Akdeniz Diyeti ne kadar balık ızgara, haşlama derse desin, Yunanlılar kalamarı, ahtapotu, balıkları yağda kızartmayı pek severler. Giritliler’in ot yediği söylenir ama onlara sorarsanız nohutlu işkembeyi, kuzu etini tercih ettiklerini söyleyeceklerdir!

Akdeniz denince akla ilk gelen ülke İtalya’dır. Burası Akdeniz’in simgesidir adeta. Ama burada da Akdeniz türü beslenmeye pek yüz verilmez. Yüzde 40’ı dağlık olan bu ülkede hayvansal ürünler daha ön plandadır.

Gelin biraz İtalya’da turlayalım.

Liman kenti olan Napoli’nin pazar yerlerinde balıkçıdan çok sakatat satan dükkanları görürsünüz. İşkembenin onlarca çeşidi pişirilir. Napoli ayrıca dünyanın Pizza başkentidir. Çünkü, lezzetli ama diyetisyenlerin en çok yasakladıkları bu yiyeceğin doğum yeri burasıdır. Burada yetişen ustalar, dünyanın dört bir yanında insanları şişmanlatmakla uğraşmaktadırlar.

Yani Napoliler, Akdeniz Usulü Beslenme yerine, şarküteri, pizza, makarna, sakatat yemeyi tercih ediyorlar.

Geçelim cennet Piedmont’ta. Fransa ve İsviçre sınırındaki bu kent, Slow Food hareketinin filizlendiği, asil şarapların üretildiği bir bölgenin ortasında yer alır. Burada tercih edilen yiyeceklerin başında patates ve kan sosisi gelir. Domuz kanı, pirinç, pırasa, soğan ile yapılan bu özel sosis sofralardan hiç eksik olmaz.

Çizmenin burnundaki, yani Akdeniz’in tam ortasındaki Calabria’da ise yanında patates ile servis edilen işkembe yahnisi en sevilen yemektir. Yani Calabrialılar Akdeniz diyetine hiç yüz vermezler.

İtalya’nın topuğunda yer alan Puglia’da ise et mutfağın başköşesindedir. Hatta burada et konusunda işin abartıldığını söyleyebilirim.

Bu bölge insanı at ve eşek etini çok sever. Yaşlanan atların son durağı at kasaplarıdır. Puglialılar, makarnanın yanında, domates ve bol soğanla yapılan at eti yahnisine bayılırlar.

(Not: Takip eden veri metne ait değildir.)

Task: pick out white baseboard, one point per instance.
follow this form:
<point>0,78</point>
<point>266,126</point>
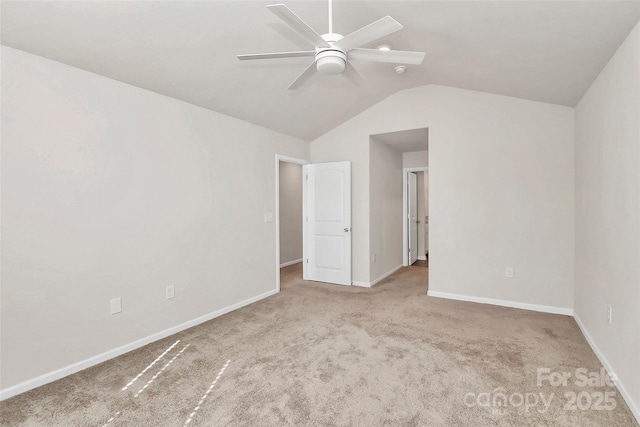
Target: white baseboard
<point>92,361</point>
<point>504,303</point>
<point>625,395</point>
<point>379,279</point>
<point>288,263</point>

Venetto bölgesinde de at eti özellikle kurutulmuşu pek sevilir.

Mantar bölgesi Alba’da at salamı sadece özel yemeklerde ikram edilecek kadar kıymetlidir. Eşek etinden yapılan sosisler de bir o kadar değerlidir.

Toskana’nın köylerinde yapılan salam ise dillere destandır. Bu salam, ördek boyun derisinin içine kaz ciğeri doldurularak yapılır.

İtalyanlar, soslu makarnalar, şarküteri malzemeleri, türlü çeşitli sosisler, hamur işlerinin yanısıra peynirle de derin bir aşk yaşarlar. Peynirsiz hayatı düşünemezler bile.

Bence dünyanın en lezzetli yemeklerinin piştiği yerlerden biri de güney Fransa sahilleridir. Burada büyük, küçük hangi lokantaya girseniz yediklerinizin tadından damağınız çatlar. Çünkü bu yemekler bol tereyağı ile yapılmış soslarla tatlandırırlar.

Ünlü bir Fransız şef, Fransız mutfağını lezzetli kılan üç şeyi şöyle sıralamıştır: “Tereyağı, tereyağı, tereyağı”.

Bir de bu ülkenin peynirlerini düşünün. Hepsi yağlı, hepsi çok lezzetlidir!

Akdenizli İspanya mutfağının da tüm bu mutfaklardan pek farkı yoktur. Kolesterol bombası deniz mahsulleri, peynirler, jambonlar, sosisler, salamlar. Ağzına süt değmemiş kuzu ve domuz çevirmeleri.

Sözün özüne gelirsek... Akdenizliler damağına düşkündür. Aklının yatmadığı, damağını şenlendirmeyen diyetlere hiç yüz vermezler.